On December 10, 1983, a hailstorm caused damage to the roof of plaintiff-ap*1015pellant Warren J. Soileau’s residence. Mr. Soileau did not discover the damage until almost a full year later, in late November, 1984. On December 3, 1984, Mr. Soileau contacted Mrs. Opal Fontenot, the local insurance claims representative for defendant Commercial Union Insurance Company, and reported the loss. Mr. Soileau contended in his affidavit that Mrs. Fontenot “assured him that the matter would be taken care of and he need only submit an estimate of the repair work” (p. 1, plaintiffs affidavit). Plaintiff argues that he was led to believe by Mrs. Fontenot that he would be receiving payment for his loss. In Mrs. Fontenot’s affidavit, she admitted to speaking to Mr. Soileau on December 4, 1984. However, she stated that she only indicated to him that his claim would be considered reported. She specifically denied that she represented to Mr. Soileau that there would be coverage for this claim or that he had complied with the policy terms.

The record does not indicate when plaintiff was officially denied coverage. However, suit was filed by plaintiff on June 28, 1985. The homeowner’s insurance policy covering Mr. Soileau’s property contained the following clause:

“No action can be brought unless the policy provisions have been complied with and the action is started within one year after the date of loss.” (Policy p. 9, Cl. 8)

Defendants filed a pleading entitled “Defendant’s Motion for Summary Judgment and/or Peremptory Exception of Prescription.” The motion/exception and subsequently signed judgment are confusing as they incorporate language used by both of these mutually exclusive procedural devices. However, review of the record indicates that the judge granted a motion for summary judgment in favor of defendants based on the fact that plaintiff’s suit, under the terms of the insurance policy, had not been timely filed. Plaintiff has appealed this ruling.

MOTION FOR SUMMARY JUDGMENT

Plaintiff contends that the trial judge erred in granting the motion because there existed a genuine issue as to a material fact which was evident in the pleadings and affidavits. Contrary to Mrs. Fontenot’s affidavit, plaintiff claims that he was assured of coverage when Mrs. Fontenot told him that the matter would be taken care of. Plaintiff argues that the statements by the insurance company lulled him into believing he was covered and consequently prevented him from filing suit timely. Therefore, plaintiff contends that the equitable doctrine of contra non valentum1 would have prevented his suit from prescribing.
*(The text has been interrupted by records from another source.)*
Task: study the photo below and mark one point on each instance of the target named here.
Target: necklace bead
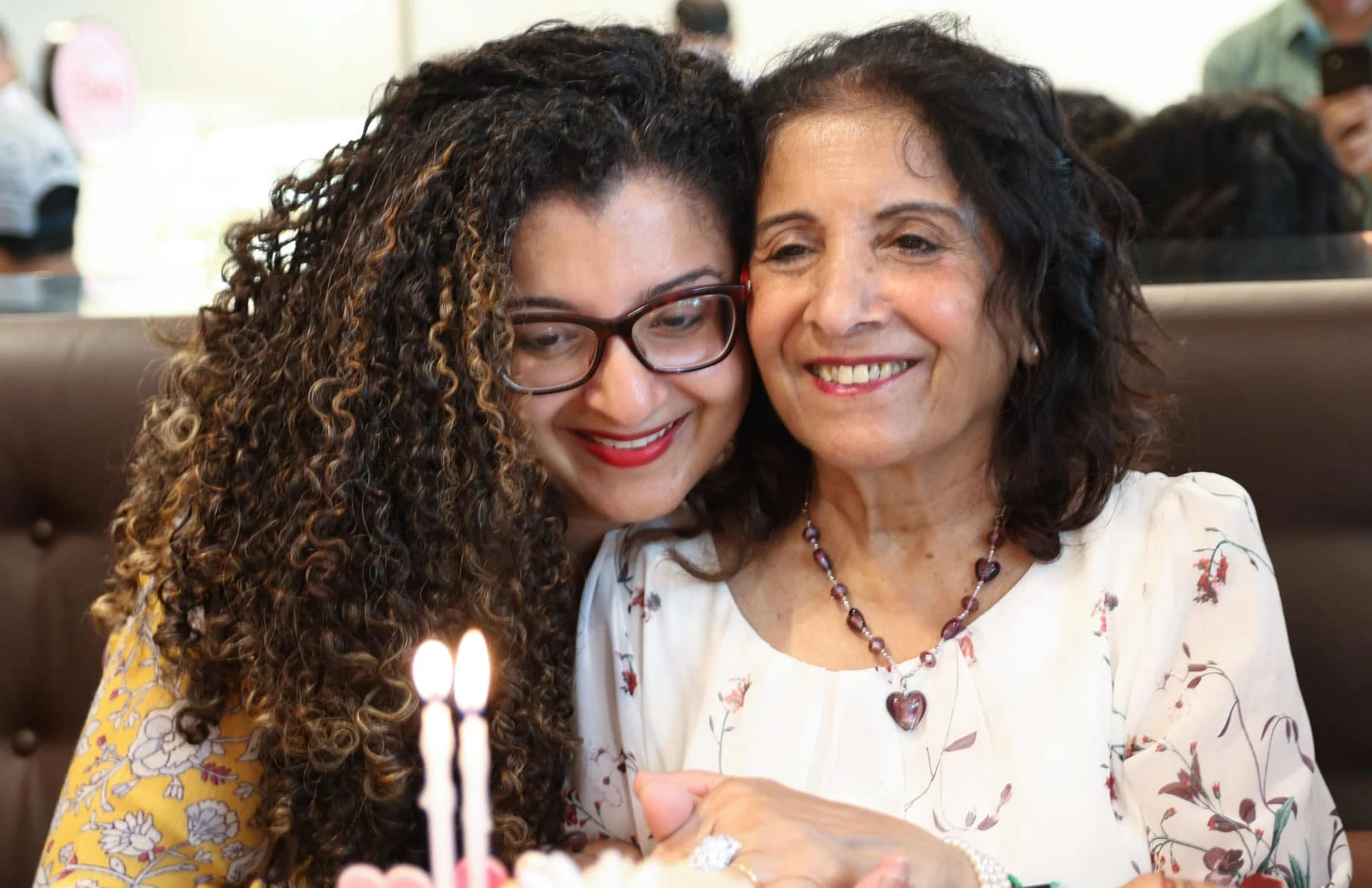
(857, 621)
(987, 570)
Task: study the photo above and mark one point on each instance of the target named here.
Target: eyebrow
(886, 213)
(652, 293)
(924, 206)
Summary judgment should be granted only when it appears from the pleadings, depositions, admissions on file, answers to interrogatories and affidavits, considered in the light most favorable to the opposing party, that there is no genuine issue as to material fact, and that the mover is entitled to judgment as a matter of law. La.C.C.P. art. 966. The burden of showing that there is not a genuine issue of material fact in dispute is upon the mover for summary judgment. Any doubt is resolved against the granting of summary judgment and in favor of trial on the merits to resolve the disputed facts. Chaisson v. Domingue, 372 So.2d 1225 (La.1979). “In passing upon a motion for summary judgment, the function of the court is not to determine the merits of the issues raised, but rather only to determine whether or not there is a genuine issue of material fact.” Lachney v. Employers Casualty Co., 281 So.2d 761 (La.App. 3rd Cir.1973), at page 762.
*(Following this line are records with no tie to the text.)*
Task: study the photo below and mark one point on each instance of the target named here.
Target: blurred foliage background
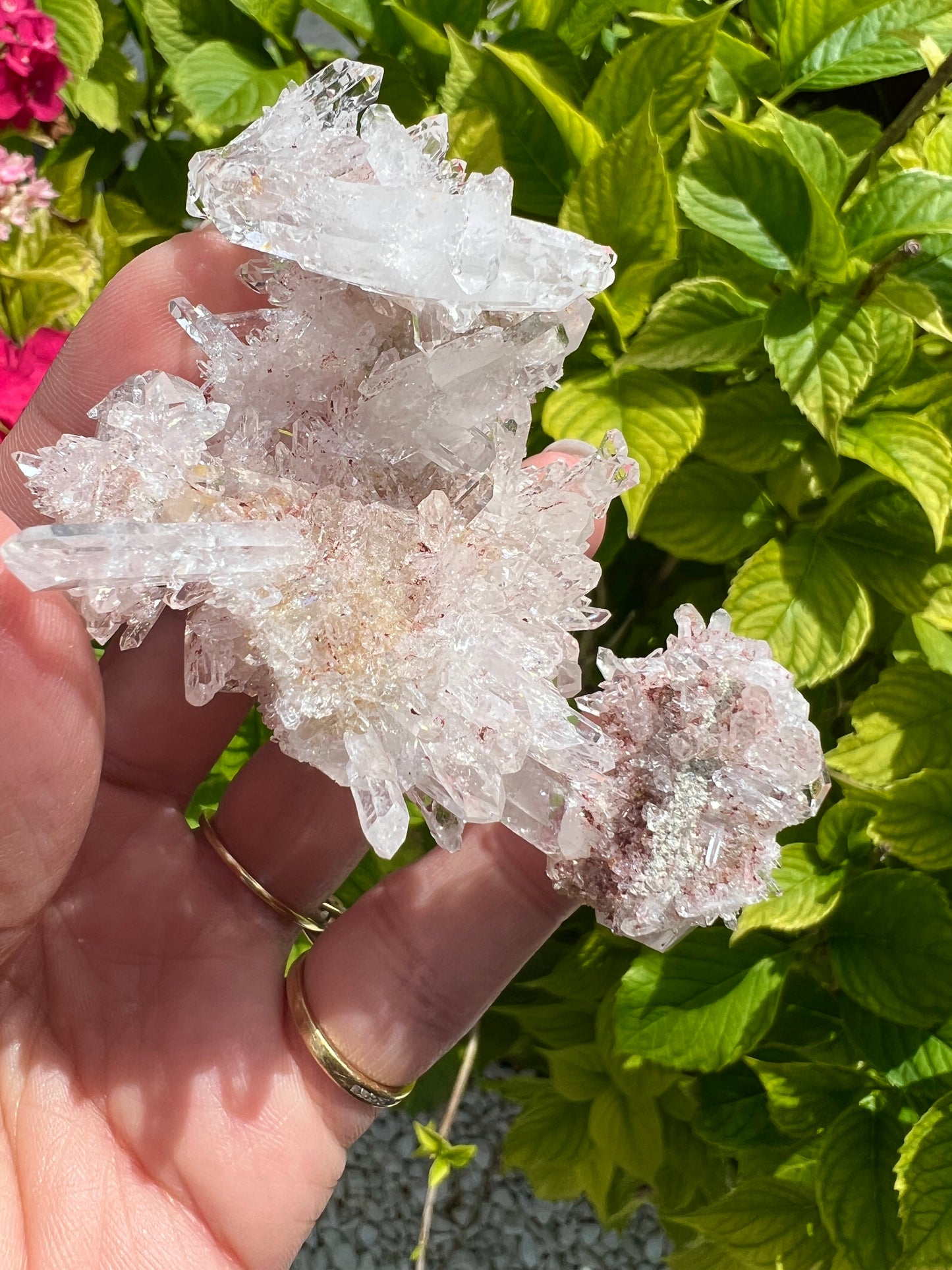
(776, 177)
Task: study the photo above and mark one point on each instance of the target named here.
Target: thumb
(51, 747)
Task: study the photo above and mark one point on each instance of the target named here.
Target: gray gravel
(484, 1221)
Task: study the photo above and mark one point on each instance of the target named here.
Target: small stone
(367, 1235)
(345, 1259)
(528, 1252)
(590, 1234)
(656, 1246)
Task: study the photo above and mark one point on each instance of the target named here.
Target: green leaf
(221, 86)
(497, 119)
(806, 475)
(669, 67)
(698, 322)
(356, 17)
(767, 1225)
(590, 969)
(824, 353)
(831, 43)
(824, 169)
(580, 136)
(702, 1256)
(553, 1025)
(890, 942)
(910, 452)
(623, 197)
(936, 645)
(924, 1185)
(815, 152)
(802, 598)
(808, 893)
(547, 1141)
(853, 131)
(753, 427)
(739, 187)
(752, 71)
(733, 1111)
(904, 1056)
(584, 20)
(905, 206)
(708, 513)
(79, 32)
(630, 297)
(903, 723)
(843, 834)
(111, 94)
(917, 301)
(246, 741)
(178, 27)
(704, 1004)
(277, 17)
(431, 1143)
(159, 179)
(895, 335)
(53, 271)
(578, 1072)
(916, 821)
(856, 1186)
(889, 545)
(804, 1097)
(659, 419)
(423, 34)
(627, 1130)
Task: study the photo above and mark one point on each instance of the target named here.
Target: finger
(51, 745)
(155, 739)
(294, 828)
(409, 969)
(126, 332)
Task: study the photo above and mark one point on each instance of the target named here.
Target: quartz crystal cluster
(714, 755)
(343, 512)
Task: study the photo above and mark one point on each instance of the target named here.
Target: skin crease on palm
(156, 1107)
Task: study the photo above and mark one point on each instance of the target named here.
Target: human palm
(156, 1107)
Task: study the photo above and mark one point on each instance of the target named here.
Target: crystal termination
(343, 513)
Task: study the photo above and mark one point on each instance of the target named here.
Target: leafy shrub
(776, 349)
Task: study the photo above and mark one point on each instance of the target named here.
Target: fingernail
(571, 446)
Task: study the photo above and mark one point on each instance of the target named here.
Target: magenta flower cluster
(22, 192)
(31, 70)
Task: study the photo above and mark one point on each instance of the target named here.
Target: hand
(156, 1107)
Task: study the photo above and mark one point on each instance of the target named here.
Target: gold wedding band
(329, 1058)
(314, 925)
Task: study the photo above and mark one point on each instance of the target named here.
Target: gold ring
(315, 925)
(329, 1058)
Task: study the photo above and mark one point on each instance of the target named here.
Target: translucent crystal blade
(341, 187)
(59, 556)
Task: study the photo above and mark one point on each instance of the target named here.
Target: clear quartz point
(342, 511)
(334, 182)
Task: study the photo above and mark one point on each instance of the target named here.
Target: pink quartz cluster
(31, 70)
(22, 192)
(715, 755)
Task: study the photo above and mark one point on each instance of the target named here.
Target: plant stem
(446, 1124)
(899, 127)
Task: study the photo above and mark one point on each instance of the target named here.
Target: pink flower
(31, 71)
(12, 9)
(20, 192)
(23, 367)
(16, 168)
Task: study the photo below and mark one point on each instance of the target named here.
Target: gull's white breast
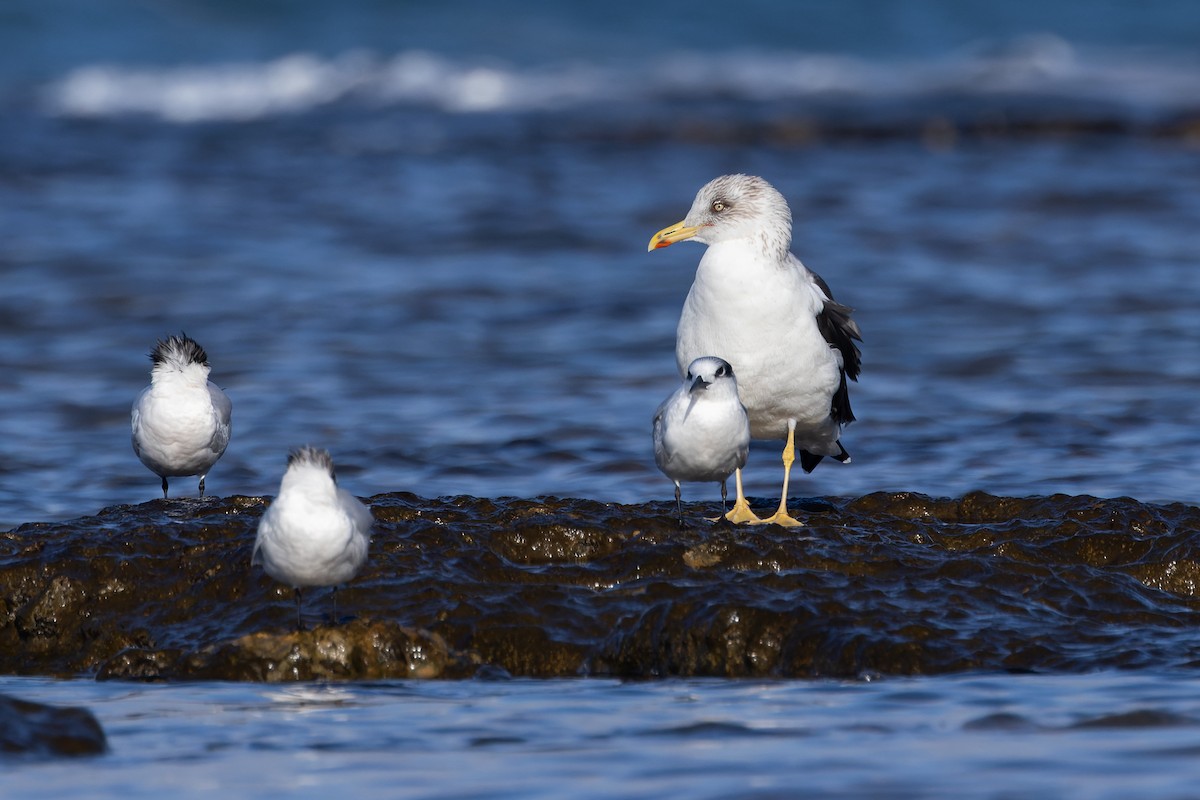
(760, 316)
In this instance, after reviewing the pleadings, affidavits and interrogatories) filed on behalf of both sides, it appears that there does exist a genuine factual dispute as to whether or not the insurance agent, Mrs. Fontenot, represented to Mr. Soileau that he was covered on the claim. If, as plaintiff argues, the agent did indicate he *1016was covered and thus, was dissuaded from taking timely legal action, contra non va-lentum may be applicable in preventing plaintiff’s suit from prescribing. See Cox v. Southwestern Elec. Power Co., 348 So.2d 1252 (La.App. 2nd Cir.1977) and Blum v. Cherokee Insurance Co., 336 So.2d 894 (La.App. 4th Cir.1976).

It is not our role to determine the merits of plaintiffs argument of whether or not contra non valentum applied under the facts as given. The only issue before us is whether or not a genuine issue as to material fact existed. We conclude that there was a disputed factual issue, namely, what the insurance agent represented to the plaintiff. This fact is material to determine if contra non valentum applied to prevent plaintiff’s suit from prescribing.
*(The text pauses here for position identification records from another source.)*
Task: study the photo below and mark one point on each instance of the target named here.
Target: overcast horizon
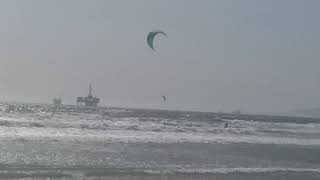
(256, 56)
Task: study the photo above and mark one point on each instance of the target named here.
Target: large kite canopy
(151, 37)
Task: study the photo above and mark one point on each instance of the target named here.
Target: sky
(220, 55)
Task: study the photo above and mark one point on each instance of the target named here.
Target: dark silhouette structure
(89, 101)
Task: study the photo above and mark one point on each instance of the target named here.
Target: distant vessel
(89, 101)
(57, 101)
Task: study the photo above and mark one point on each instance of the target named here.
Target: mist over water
(84, 142)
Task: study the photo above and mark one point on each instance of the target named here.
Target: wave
(231, 170)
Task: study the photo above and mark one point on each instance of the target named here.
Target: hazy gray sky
(257, 56)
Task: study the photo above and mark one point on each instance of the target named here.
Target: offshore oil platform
(89, 101)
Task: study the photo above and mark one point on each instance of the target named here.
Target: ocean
(45, 142)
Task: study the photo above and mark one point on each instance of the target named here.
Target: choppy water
(68, 142)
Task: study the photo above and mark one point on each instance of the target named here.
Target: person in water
(226, 125)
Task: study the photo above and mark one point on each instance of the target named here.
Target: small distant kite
(151, 37)
(164, 98)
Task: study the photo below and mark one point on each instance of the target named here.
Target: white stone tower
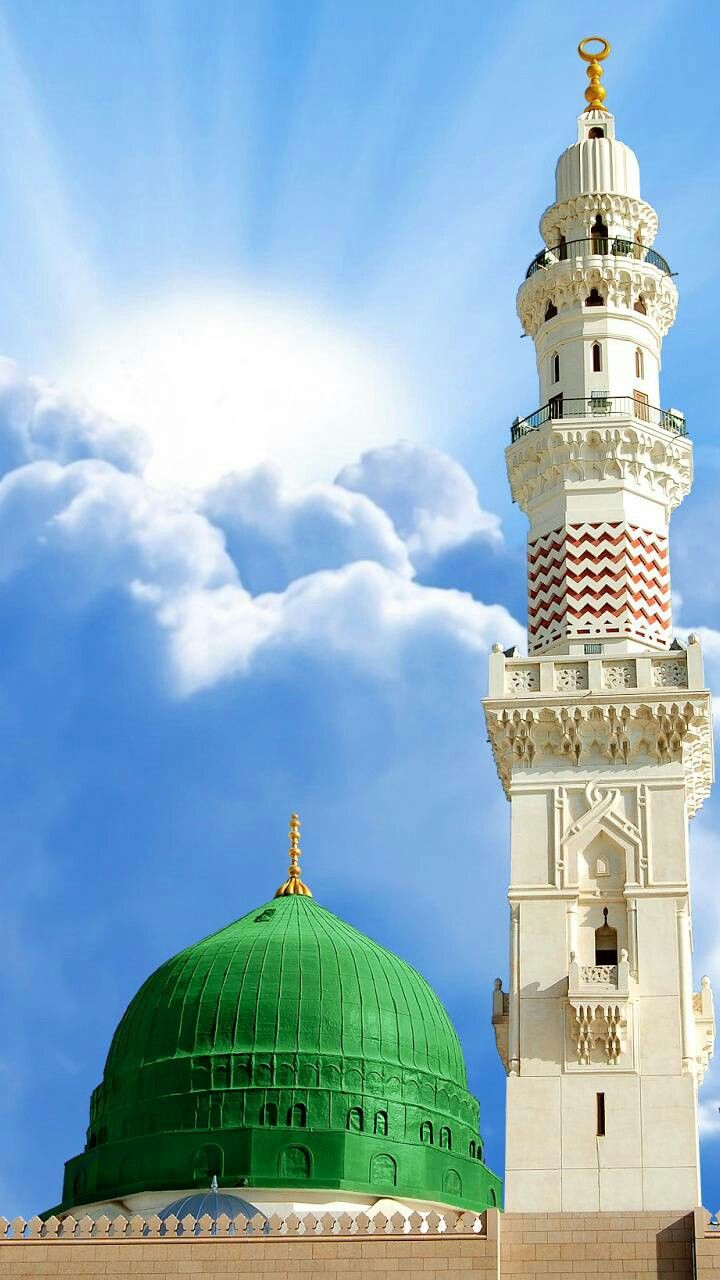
(602, 735)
For the foregoing reasons, the trial judge’s granting of defendant’s motion for summary judgment is reversed. The case is remanded for further proceedings. Costs of this appeal are assessed to the defendant, Commercial Union Insurance Companies and Northern Assurance Company of America. Costs at trial to await further disposition of this case.

REVERSED AND REMANDED.

. Contra non valentum agere nulla currit praes-criptio prohibits the running of prescription against one who was prevented from bringing suit in certain situations recognized in the jurisprudence. See Corsey v. State Dept. of Corrections, 375 So.2d 1319 (La.1979); Nathan v. Carter, 372 So.2d 560 (La.1979).